By Bernard Hickey
Opponents such as me may not like it, but the government did win the election and a mandate for its 'Mixed Ownership Model' (MOM) for partial sale of state owned assets.
So the focus should now be on ensuring the MOM achieves its one legitimate goal, which is broadening and deepening investor involvement in the stock market.
These floats have to be 'Goldilocks' floats, which are not too hot and not too cold.
Getting the price right
If the price rises too much from the Initial Public Offering (float) price then the government will be accused of leaving too much on the table for profiteers 'stagging' the issue.
If the price doesn't rise at all from the IPO price then the government will be accused of leaving nothing on the table and strangling the floats at birth.
Making sure the first float (most likely to be Mighty River Power) hits the Goldilocks target will be crucial in ensuring the floats of the following three energy companies (Genesis Energy, Meridian, and Solid Energy) over 2013 and 2014 are successful too.

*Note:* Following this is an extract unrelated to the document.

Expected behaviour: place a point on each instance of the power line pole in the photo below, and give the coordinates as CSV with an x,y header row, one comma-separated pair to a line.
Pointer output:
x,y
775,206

The investment bankers will have to earn their no doubt substantial fees by recommending a price that is just right for investors.
Attracting the right investors
The shares sold in the floats also need to be spread around in the right way. If they are pitched and sold too widely there is a risk people are buying shares they don't understand and can't afford. That would ultimately undermine the success of the four floats, both financially and politically.
People already deep in mortgage or personal debt should not be considering buying these shares and any promotional process will have to make that clear, particularly if the floats are being opened up directly to investors, rather than indirectly through brokers, where some element of financial advice would be included.
The Financial Markets Authority may have some interesting challenges if the government pushes the shares too widely and inappropriately.
But if the floats are pitched too narrowly to only clients of brokers and professional investors then they would fail to achieve the government's aim of widening New Zealand's 'ownership' society and would open the government up to accusations it favoured its rich mates.
To sell NZ$5-7 billion worth of shares and to deepen New Zealand's savings culture and stock market the floats will need to introduce a new generation of investors to stocks and convince some hardened sceptics that it's safe to get back in the water.
The floats are a great opportunity to put 'training wheels' on the stock investing bike so investors can eventually get involved again in a broader and deeper way, including buying shares in other smaller, riskier, privately-owned companies.
These MOM floats will be of established, profitable and growing companies that can be explained to a broad population of potential investors, many of whom will be customers of these companies too.
The guinea pig
The first off the block is likely to be Mighty River Power, which I like to call the 'Trip to Taupo' power company.
It owns all the hydro dams on the Waikato River and the geothermal plants near Wairakei. It sees its future growing both the output of geothermal power and the technology around it. It is also investing in this renewable and carbon free form of power generation in America, Germany and Chile.
Mighty River Power generated a Total Shareholder Return (which includes both dividends and asset revaluations) of 11.4% of shareholder funds in 2010/11, which was up from 7.5% the previous year. Mighty River has generated a Total Shareholder Return of 15% per annum compounded since 2007. Hopefully the prospectus will include more information that a wide swathe of New Zealand investors can understand and use.
And let's hope the price of Mighty River's MOM is the goldilocks price. Not to hot and not too cold.